そんな彼らの努力も空しく、2015年5月27日、西ジャカルタ・ピナンシア地区、及び北ジャカルタ・パドゥマンガン地区、約800世帯、600戸に対し、地方自治警団500名及び警察・国軍100名が動員され、強制撤去作業が実施された。

ピナンシアの現場を直接確認したジャカルタ地方議員シャリフによると「悲惨で心苦しい現状だ。政府は人道的見地を伴った都市計画を持っていない。 私のデータだと28名の幼児、23名の小学生がいるが彼らは明日の学校はどうなるのだ。現在、追い出された住民は区役所で寝泊まりしている」と述べ、子供に対する配慮や、移転先の決まっていない立ち退き住民らに対する政府の対応を批判した。

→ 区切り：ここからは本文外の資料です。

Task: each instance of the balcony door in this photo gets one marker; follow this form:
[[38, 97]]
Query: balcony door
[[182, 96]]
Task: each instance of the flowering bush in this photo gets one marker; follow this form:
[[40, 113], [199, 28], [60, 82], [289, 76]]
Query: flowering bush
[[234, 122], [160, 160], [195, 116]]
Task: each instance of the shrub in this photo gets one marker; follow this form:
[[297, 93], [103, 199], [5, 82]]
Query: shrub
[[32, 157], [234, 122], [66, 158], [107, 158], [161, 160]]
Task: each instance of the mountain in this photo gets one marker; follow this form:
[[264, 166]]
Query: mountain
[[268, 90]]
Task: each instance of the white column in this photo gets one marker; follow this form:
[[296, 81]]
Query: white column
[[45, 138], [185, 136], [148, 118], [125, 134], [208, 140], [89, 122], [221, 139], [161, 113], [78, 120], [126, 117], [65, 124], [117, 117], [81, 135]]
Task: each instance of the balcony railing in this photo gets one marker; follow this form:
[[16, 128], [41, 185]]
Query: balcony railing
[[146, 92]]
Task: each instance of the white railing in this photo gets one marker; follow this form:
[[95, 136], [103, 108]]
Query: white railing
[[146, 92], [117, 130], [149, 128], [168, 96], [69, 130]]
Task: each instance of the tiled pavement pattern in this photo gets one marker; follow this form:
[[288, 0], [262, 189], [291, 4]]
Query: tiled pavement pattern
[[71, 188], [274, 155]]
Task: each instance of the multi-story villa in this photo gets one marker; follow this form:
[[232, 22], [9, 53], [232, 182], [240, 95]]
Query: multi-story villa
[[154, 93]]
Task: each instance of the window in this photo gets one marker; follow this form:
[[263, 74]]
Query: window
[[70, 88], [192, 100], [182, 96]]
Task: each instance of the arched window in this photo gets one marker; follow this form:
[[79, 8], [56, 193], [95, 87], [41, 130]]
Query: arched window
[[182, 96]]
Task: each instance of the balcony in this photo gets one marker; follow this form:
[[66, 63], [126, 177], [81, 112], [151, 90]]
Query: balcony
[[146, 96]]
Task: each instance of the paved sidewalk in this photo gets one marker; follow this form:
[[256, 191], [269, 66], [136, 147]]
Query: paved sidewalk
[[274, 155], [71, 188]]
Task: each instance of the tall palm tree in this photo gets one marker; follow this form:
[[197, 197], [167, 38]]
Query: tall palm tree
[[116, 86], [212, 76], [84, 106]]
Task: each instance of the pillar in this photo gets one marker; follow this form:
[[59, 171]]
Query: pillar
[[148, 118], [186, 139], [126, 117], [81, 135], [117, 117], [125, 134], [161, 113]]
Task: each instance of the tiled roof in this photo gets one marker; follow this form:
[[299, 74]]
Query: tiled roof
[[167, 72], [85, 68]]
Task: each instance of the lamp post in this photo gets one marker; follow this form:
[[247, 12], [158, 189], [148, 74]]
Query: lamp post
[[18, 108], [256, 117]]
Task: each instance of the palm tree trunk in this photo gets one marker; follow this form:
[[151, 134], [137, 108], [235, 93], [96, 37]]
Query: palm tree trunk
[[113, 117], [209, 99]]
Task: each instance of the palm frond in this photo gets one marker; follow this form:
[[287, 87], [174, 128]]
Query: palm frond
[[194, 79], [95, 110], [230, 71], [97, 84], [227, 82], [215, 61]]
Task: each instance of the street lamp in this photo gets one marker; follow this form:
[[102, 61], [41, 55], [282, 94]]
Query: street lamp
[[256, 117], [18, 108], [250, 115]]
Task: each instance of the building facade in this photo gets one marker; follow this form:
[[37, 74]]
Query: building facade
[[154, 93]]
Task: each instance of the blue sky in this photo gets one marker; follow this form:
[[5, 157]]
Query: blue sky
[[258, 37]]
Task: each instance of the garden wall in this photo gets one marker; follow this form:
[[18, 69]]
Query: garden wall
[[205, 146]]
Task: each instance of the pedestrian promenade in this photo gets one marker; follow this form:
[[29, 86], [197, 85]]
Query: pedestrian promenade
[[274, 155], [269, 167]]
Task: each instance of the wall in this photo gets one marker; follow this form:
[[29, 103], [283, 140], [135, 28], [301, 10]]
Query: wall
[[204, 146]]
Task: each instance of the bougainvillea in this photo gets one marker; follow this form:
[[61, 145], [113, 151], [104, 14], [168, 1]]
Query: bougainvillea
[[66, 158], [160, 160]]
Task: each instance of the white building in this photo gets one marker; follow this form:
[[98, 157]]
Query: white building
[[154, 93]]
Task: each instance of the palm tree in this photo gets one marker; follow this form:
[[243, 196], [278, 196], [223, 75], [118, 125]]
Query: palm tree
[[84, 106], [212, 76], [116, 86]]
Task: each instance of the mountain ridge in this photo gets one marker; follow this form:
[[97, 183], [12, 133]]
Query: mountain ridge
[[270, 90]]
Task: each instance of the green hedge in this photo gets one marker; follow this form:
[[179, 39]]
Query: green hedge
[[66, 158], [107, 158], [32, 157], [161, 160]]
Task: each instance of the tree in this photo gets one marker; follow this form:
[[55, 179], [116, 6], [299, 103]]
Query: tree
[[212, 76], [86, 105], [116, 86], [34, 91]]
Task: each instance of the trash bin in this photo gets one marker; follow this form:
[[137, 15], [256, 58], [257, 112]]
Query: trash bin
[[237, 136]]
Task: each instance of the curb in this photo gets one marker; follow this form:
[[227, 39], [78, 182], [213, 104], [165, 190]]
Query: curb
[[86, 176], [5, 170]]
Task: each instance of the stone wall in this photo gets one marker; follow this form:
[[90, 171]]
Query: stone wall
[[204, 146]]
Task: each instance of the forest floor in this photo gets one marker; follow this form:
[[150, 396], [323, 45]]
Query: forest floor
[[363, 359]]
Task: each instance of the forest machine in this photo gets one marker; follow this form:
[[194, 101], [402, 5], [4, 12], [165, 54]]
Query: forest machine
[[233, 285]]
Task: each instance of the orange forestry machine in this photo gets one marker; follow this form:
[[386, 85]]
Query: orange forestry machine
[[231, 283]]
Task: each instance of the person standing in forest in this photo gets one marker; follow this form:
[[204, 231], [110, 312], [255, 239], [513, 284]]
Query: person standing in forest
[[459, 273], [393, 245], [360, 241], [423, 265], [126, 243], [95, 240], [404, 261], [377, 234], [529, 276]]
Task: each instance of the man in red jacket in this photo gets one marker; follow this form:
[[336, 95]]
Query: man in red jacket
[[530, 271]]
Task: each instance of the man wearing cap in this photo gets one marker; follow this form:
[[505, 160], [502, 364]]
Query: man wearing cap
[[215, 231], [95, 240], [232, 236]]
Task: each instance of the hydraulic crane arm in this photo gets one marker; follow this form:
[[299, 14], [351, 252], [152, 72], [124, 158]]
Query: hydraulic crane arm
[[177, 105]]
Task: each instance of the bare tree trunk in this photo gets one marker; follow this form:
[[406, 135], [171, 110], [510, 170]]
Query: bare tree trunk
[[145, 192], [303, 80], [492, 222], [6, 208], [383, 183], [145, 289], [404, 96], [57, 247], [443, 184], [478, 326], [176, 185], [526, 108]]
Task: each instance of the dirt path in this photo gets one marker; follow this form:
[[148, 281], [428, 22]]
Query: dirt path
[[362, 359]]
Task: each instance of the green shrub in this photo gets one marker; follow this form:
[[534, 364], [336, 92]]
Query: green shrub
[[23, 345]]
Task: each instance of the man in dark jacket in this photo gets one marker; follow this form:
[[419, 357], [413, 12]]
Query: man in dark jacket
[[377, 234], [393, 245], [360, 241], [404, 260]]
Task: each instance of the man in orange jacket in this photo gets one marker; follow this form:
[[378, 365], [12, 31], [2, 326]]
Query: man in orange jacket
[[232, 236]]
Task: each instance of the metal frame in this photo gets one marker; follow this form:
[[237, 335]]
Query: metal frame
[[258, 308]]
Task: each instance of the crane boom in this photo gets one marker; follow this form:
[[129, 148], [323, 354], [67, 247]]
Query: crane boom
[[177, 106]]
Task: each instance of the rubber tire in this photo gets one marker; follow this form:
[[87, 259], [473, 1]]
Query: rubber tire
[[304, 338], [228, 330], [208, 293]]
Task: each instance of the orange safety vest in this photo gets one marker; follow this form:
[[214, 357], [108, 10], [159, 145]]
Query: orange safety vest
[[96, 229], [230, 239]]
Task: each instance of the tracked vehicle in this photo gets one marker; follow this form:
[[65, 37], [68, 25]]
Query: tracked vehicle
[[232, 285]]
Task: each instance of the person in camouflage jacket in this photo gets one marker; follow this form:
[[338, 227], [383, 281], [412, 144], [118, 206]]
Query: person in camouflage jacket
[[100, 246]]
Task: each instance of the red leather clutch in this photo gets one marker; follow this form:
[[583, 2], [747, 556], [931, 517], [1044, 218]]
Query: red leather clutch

又、タマンサリ副区長ジャハルディンに対する5月24日時点でのコンパスの取材によると、タマンサリ区178世帯の内、政府が用意したマンションへ移る権利を有する家族は、建物に対する税支払を証明できる114世帯のみであり(賃借人への補償は移転先含め、無し)、更に、現状政府が準備完了しているマンションは50世帯分しかないという。残りの64世帯についてはどこへ移動になるのか明らかではないとのことだ。 又、先日5月23日、この50世帯分のマンション入居抽選会が行われたが、同時期に同じ場所へ全員の入居が出来ない事を理由に、住民側は抽選会を拒否しているとのことである。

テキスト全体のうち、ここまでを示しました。